Abgesehen davon, dass man mit einem solchen „Preis“ für eine Zustimmung nicht die Gemüter derjenigen Anwohner einer vom Bundestag zu beschließenden konkreten Vorzugstrasse beruhigen könnte, beruht dieses „Verhandlungsforderung“ auf falschen fachlichen Voraussetzungen.
Die politischen Verantwortlichen sollten es eigentlich besser wissen. Denn die Bahn Netze AG hat es schon häufig und deutlich erklärt. Ihr Planungsauftrag einer Ferntrasse, hat wirklich gar nichts damit zu tun, wie in Bayern der DB Nahverkehr mit Bahnhöfen und Zugverbindungen aussieht oder wie er modernisiert und verbessert wird. Dafür liegt die Zuständigkeit bei der Bay. Staatsregierung und der dafür eingesetzten Bay. Eisenbahngesellschaft (BEG).

Politische Mandatsträger täten also gut daran, sich zunächst ehrlich zu machen in der Frage, wofür genau die DB Netze AG von Bundestag beauftragt wurde. Man sollte damit aufhören, dieses Expertenteam mit unbegründeten Ablehnungen zu brüskieren sowie mit Forderungen zu behelligen, für die es völlig andere Zuständigkeiten und Finanzierungen gibt.
Genau in diesem wichtigen Punkt, der an diesem Abend ebenfalls zur Sprache kam, hatten auch die Landtagsabgeordneten Steffi Schuhknecht und Max Deisenhofer als Grüne Vertreter im Koordinierungsrat noch keine positive Gesprächsantwort parat. Es ist weder bekannt, ob die Bay. Staatsregierung bzw. die BEG einen Beitrag/Mehrwert für die Bestandsbahnhöfe beisteuern will, noch ob sie bisher dafür angefragt wurden.
Höchste Zeit, dass man hier Klarheit schafft.


Fußnoten: Wörtliche Zitate aus den Antworten der Planer im dem Webcast der DB Netze AG vom 25.Nov. 2021

  • Das Bahnprojekt Ulm-Augsburg wurde durch den Deutschen Bundestag durch das Bundesschienenausbaugesetz als umzusetzende Maßnahme beschlossen. Der Bund hat anschießend die DB Netz AG mit der Umsetzung des Projektes beauftragt. Änderungen am Projektauftrag können daher nur durch den Bundesgesetzgeber vorgenommen werden.

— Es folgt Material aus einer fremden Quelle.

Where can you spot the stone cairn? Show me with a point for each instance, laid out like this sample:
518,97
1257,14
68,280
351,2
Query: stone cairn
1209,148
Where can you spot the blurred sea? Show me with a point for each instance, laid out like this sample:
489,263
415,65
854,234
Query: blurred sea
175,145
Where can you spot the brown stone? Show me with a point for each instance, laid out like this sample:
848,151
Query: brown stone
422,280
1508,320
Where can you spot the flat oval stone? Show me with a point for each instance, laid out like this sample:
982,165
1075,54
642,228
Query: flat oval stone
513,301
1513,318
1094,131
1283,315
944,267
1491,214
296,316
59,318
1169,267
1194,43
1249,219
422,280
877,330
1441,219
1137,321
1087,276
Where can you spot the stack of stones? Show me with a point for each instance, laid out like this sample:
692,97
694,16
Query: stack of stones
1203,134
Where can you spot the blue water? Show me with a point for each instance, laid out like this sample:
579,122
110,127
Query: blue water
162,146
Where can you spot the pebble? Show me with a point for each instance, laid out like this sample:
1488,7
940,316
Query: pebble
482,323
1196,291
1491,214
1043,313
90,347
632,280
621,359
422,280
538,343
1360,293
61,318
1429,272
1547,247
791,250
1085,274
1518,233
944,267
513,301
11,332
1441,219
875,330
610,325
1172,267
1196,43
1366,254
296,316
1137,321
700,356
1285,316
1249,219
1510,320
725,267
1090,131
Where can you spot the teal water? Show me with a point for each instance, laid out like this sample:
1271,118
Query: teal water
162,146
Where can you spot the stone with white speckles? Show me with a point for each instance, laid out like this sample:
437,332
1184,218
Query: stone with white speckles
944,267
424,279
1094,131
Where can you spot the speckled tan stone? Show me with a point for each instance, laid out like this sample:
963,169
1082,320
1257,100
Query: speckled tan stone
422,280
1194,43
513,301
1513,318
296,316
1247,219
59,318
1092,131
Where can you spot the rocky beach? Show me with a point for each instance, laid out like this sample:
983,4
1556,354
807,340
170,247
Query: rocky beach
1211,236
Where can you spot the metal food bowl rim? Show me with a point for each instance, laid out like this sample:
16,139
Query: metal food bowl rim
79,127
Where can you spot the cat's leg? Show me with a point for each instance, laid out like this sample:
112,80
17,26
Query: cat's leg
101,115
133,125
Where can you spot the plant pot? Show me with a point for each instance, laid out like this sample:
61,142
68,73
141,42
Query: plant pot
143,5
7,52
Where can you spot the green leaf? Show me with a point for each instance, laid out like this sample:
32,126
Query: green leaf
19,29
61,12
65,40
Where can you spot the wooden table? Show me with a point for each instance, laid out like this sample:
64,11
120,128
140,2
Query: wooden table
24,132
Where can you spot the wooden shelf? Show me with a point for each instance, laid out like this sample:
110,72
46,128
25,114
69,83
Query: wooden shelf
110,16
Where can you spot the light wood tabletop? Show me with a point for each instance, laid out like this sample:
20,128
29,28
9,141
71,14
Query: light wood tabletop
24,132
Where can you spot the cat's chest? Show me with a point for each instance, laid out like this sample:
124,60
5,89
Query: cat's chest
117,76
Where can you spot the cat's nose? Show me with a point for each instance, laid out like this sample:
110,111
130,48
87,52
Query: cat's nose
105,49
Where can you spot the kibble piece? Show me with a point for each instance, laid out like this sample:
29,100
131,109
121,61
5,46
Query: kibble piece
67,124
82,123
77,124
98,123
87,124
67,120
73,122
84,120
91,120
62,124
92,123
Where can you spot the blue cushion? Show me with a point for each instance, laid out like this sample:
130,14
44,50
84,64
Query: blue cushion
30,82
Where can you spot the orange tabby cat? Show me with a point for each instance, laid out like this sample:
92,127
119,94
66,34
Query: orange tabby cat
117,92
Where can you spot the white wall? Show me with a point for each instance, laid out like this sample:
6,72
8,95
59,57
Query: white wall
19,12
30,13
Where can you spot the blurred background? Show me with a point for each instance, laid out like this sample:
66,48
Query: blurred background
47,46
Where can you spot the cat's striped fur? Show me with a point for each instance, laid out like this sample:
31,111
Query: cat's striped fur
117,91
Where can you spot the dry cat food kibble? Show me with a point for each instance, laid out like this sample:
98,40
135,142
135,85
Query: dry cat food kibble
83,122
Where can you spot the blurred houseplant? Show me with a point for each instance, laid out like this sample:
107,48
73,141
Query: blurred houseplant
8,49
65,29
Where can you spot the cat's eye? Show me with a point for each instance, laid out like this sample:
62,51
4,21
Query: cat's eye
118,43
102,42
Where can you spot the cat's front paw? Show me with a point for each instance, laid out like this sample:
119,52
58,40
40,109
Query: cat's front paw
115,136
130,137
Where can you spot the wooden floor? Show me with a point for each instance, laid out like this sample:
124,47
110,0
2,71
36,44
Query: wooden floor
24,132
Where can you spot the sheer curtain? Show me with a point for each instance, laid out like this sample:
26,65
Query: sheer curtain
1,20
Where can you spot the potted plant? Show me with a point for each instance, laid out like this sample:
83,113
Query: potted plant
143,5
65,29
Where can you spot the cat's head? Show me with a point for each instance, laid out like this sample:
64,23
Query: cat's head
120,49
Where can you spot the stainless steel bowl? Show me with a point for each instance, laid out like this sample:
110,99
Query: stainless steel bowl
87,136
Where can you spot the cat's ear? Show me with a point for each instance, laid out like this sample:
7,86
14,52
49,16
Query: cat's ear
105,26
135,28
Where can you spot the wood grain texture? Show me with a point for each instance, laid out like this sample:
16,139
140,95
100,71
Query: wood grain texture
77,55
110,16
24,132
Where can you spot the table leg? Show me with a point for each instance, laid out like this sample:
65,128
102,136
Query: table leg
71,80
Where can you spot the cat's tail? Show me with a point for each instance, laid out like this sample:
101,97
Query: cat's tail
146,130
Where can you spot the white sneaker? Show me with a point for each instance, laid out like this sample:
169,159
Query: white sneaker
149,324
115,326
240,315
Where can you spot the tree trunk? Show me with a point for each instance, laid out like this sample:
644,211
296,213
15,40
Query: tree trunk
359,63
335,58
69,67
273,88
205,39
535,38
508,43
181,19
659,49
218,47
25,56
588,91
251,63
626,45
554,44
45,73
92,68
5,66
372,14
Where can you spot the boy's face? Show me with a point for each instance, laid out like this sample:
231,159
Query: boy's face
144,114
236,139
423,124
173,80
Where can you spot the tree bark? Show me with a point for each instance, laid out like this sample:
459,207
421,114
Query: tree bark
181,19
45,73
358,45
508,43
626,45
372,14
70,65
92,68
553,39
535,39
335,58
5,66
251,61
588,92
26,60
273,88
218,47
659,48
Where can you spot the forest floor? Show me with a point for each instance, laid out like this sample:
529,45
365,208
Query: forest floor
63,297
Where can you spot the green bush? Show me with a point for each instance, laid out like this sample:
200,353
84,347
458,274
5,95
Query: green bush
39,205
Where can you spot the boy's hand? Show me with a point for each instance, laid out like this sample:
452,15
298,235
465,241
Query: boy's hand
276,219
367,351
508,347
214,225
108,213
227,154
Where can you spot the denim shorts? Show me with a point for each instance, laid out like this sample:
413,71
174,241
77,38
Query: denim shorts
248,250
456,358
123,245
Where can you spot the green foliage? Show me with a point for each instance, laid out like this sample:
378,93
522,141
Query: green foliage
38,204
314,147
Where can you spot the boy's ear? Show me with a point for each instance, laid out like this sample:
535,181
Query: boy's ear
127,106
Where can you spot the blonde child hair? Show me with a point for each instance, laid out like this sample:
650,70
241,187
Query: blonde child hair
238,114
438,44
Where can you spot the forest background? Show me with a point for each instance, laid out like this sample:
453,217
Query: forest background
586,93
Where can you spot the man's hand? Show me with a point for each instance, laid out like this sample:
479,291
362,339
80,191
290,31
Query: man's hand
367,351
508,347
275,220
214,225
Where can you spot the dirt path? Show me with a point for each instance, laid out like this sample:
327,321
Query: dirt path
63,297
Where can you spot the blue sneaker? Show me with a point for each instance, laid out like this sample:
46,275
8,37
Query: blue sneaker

  • Der Nahverkehr wird dadurch verbessert, dass Nah- und Fernverkehr getrennt werden. Egal, welche der vier Varianten gebaut wird, bleibt auf der Bestandsstrecke mehr Kapazitäten für den Nahverkehr. Die Verbesserung des Nahverkehrs ist daneben kein originäres Projektziel, sondern vielmehr eine „schöne Nebenwirkung“ für die Region.

  • Der Auftrag des Bundes sieht keine Nahverkehrshalte auf der neuen Strecke vor, die Bayerische Eisenbahngesellschaft (BEG), die den Regionalverkehr in Bayern bestellt, hat ebenfalls nicht signalisiert, dass auf der Neubaustrecke Regionalhalte entstehen sollen.Die Bayerische Eisenbahngesellschaft (BEG) ist verantwortlich für den Nahverkehr in Bayern. Sie müsste einen Halt bestellen und Verkehre dorthin bestellen. Momentan umfasst der Projektauftrag keine Halte oder Stationen. Sollte die BEG einen Halt bestellen, könnte er im Rahmen des Projekts geplant werden.